American Farm Bureau president Bob Stallman says U.S. farmers could have a new farm program by September of this year, but Congress confronts several obstacles to get a program that's as good as the current one.
“A tight budget, competing goals of various farm interests, and maintaining political support in light of increasingly negative press top the list of hurdles legislators have to face.
The budget may be the most daunting.
“They don't do accounting in Washington D.C., the way you do on the farm,” Stallman said during the opening session of the 10th Annual Conservation-Systems Cotton and Rice Conference recently in Houston.
“Congress has a different set of rules it follows. For the first four months of the year, we'll have a dollar fight,” he said. That battle will be for far fewer dollars than were available in 2002.
Projected outlay for the 2002 farm legislation, through 2007, was $105.2 billion. As of January 2007, actual outlay was $80.4 billion, more than $24 billion less than projections.
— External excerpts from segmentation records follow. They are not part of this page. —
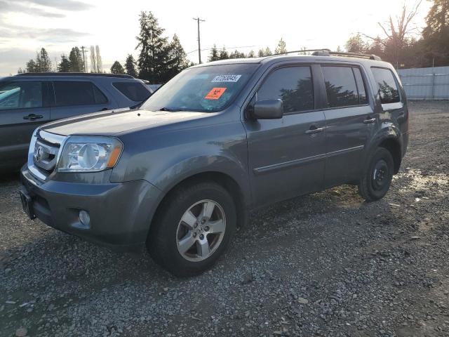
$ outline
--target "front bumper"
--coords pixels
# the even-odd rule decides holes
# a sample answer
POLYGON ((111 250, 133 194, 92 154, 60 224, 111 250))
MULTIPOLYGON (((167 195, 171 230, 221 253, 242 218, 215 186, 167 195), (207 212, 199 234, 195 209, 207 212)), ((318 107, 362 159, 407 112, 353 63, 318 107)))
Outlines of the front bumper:
POLYGON ((161 192, 146 180, 79 183, 34 178, 26 166, 21 190, 32 213, 46 225, 88 241, 114 246, 144 244, 161 192), (81 210, 91 218, 80 222, 81 210))

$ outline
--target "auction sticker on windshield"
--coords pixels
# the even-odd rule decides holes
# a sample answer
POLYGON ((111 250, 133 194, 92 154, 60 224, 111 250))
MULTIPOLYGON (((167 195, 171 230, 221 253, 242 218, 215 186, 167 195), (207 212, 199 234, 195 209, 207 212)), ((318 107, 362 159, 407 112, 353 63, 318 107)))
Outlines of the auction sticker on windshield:
POLYGON ((204 98, 206 100, 217 100, 226 91, 226 88, 213 88, 204 98))
POLYGON ((241 75, 217 75, 212 79, 211 82, 236 82, 240 77, 241 77, 241 75))

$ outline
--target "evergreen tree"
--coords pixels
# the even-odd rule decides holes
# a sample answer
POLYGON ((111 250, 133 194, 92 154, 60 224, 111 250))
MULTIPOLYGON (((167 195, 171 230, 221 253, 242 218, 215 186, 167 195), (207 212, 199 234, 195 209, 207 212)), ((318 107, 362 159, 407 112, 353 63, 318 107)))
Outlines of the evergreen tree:
POLYGON ((139 77, 150 83, 161 83, 166 77, 170 48, 166 37, 162 37, 164 29, 159 27, 152 12, 141 12, 139 18, 140 32, 137 37, 140 48, 138 65, 139 77))
POLYGON ((58 72, 70 72, 70 62, 65 55, 61 55, 61 60, 58 64, 58 72))
POLYGON ((210 49, 210 55, 208 58, 208 61, 212 62, 217 60, 220 60, 220 55, 218 53, 218 49, 217 49, 217 46, 214 44, 212 49, 210 49))
POLYGON ((84 71, 83 55, 78 47, 74 47, 69 54, 70 72, 83 72, 84 71))
POLYGON ((278 46, 274 49, 274 53, 283 54, 285 53, 287 53, 287 46, 286 45, 286 42, 281 38, 278 43, 278 46))
POLYGON ((189 66, 189 62, 187 60, 187 55, 182 46, 181 46, 181 42, 177 35, 173 35, 173 38, 169 45, 168 51, 169 61, 168 71, 166 74, 161 76, 162 80, 164 82, 168 81, 189 66))
POLYGON ((226 51, 226 48, 223 46, 223 48, 220 51, 220 55, 218 56, 219 60, 227 60, 229 58, 229 54, 228 54, 227 51, 226 51))
POLYGON ((36 53, 36 72, 51 72, 51 61, 45 48, 36 53))
POLYGON ((112 74, 125 74, 125 70, 119 61, 115 61, 111 67, 112 74))
POLYGON ((125 61, 125 70, 126 71, 126 74, 133 77, 137 78, 138 72, 135 70, 135 61, 134 60, 134 57, 131 54, 128 54, 126 56, 126 60, 125 61))

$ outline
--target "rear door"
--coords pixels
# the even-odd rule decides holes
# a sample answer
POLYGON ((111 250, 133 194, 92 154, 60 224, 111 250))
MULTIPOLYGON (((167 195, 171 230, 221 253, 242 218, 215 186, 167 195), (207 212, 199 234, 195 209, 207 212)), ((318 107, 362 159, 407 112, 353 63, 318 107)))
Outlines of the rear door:
POLYGON ((327 97, 325 184, 358 180, 371 124, 376 123, 365 76, 356 65, 322 65, 327 97))
POLYGON ((383 114, 390 114, 383 118, 397 121, 401 128, 401 131, 406 133, 408 128, 408 112, 405 104, 405 95, 403 91, 401 90, 397 75, 388 68, 372 67, 371 71, 377 84, 382 112, 383 114))
POLYGON ((93 82, 86 80, 53 81, 51 120, 116 107, 93 82))
POLYGON ((25 164, 33 131, 49 120, 48 82, 0 83, 0 168, 25 164))
POLYGON ((326 156, 324 113, 316 106, 314 72, 319 67, 295 65, 269 72, 254 94, 254 102, 281 99, 280 119, 244 121, 248 161, 256 206, 323 188, 326 156))

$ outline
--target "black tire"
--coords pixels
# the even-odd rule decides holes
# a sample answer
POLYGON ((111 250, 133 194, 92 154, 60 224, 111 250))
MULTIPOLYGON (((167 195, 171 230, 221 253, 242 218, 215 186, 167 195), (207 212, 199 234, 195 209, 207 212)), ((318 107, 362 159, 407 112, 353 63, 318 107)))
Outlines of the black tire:
POLYGON ((368 160, 358 193, 367 201, 374 201, 383 198, 390 188, 394 163, 390 152, 384 147, 377 147, 368 160))
POLYGON ((223 253, 234 235, 236 221, 236 206, 232 197, 220 185, 213 182, 197 182, 180 187, 163 201, 152 223, 147 248, 154 261, 174 275, 197 275, 210 268, 223 253), (208 258, 192 261, 185 258, 178 251, 178 225, 185 212, 192 205, 204 199, 212 200, 220 205, 225 216, 225 230, 221 242, 208 258))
But instead of being rewarded for frugality, the new baseline is now significantly lower. “We have about $40 billion less than we had before,” Stallman said.
He said the new watchword from the Democrat controlled Congress is “pay as you go. So any spending beyond the baseline must come from some other program.”
He said as many as 200 groups are involved in farm bill budget discussions. “But without knowing how much money is available, we can't discuss programs.”
Stallman said fruit and vegetable, conservation, dairy and renewable fuels interests all want consideration. “All will require more money.”
Stallman said funding for commodity titles may not offer much of a target for plundering funds. “There is not that much money available there that can be moved somewhere else. That may help us some.”
He said payment limits will return. “Senator Grassley will be back with more amendments. But with higher grain prices, payment limitations may not save that much money.”
Keeping limits where they are will be more likely with Democrats in control of Congress, Stallman said. He also said Democrats are more likely to work with the president to devise a more workable immigration policy that includes a guest worker program.
He said keeping a coalition of farm groups together will be crucial in a battle that could develop between the administration and Congress. He said both Senator Tom Harkin and Representative Collin Petersen (ag committee chairmen) support the 2002 legislation and the safety net it provided. The Secretary of agriculture, however, has promised recommendations with significant changes, Stallman said.
“But Congress writes the farm bill. We wonder if the Secretary's proposal will have any impact on the Hill.”
Stallman said trade will be important but that agreements must be about opening markets for U.S. ag products. “The Secretary of Agriculture wants a farm program not subject to challenge (by international trade). The language in trade agreements is too vague for that. Consider the Brazil cotton challenge.”
He said conservation programs will be an integral part of the next farm program. “Conservation is good for farmers, good for consumers and good for the environment. Soil erosion is down significantly and new programs will focus on air and water quality. A lot of good things will happen but we need to focus conservation funds more efficiently and target land with specific needs instead of whole farms.”
Renewable fuels initiatives offer both opportunities and challenges for America's farmers, Stallman said. “In 2006, 20 percent of the U.S. corn crop was used for ethanol. We are ramping up. Corn supplies continue to tighten and corn competes (with other crops) for acreage. Livestock producers face higher feed costs.”
Stallman said balance would return. “I'm certain that farmers will produce themselves into a lower price over time, especially as livestock operations learn to use renewable fuel by-products.”
Stallman warned producers not to be complacent. “Food safety and security are important for the American public. We have to make that case.”
Stallman said the Democrat controlled Congress would be more likely to support increased trade with Cuba but President Bush would veto any measure to open travel and trade.
“(The Cuba) policy is a failed policy,” he said. “We need to open up tourism and trade and the Cuban people will take care of the rest.”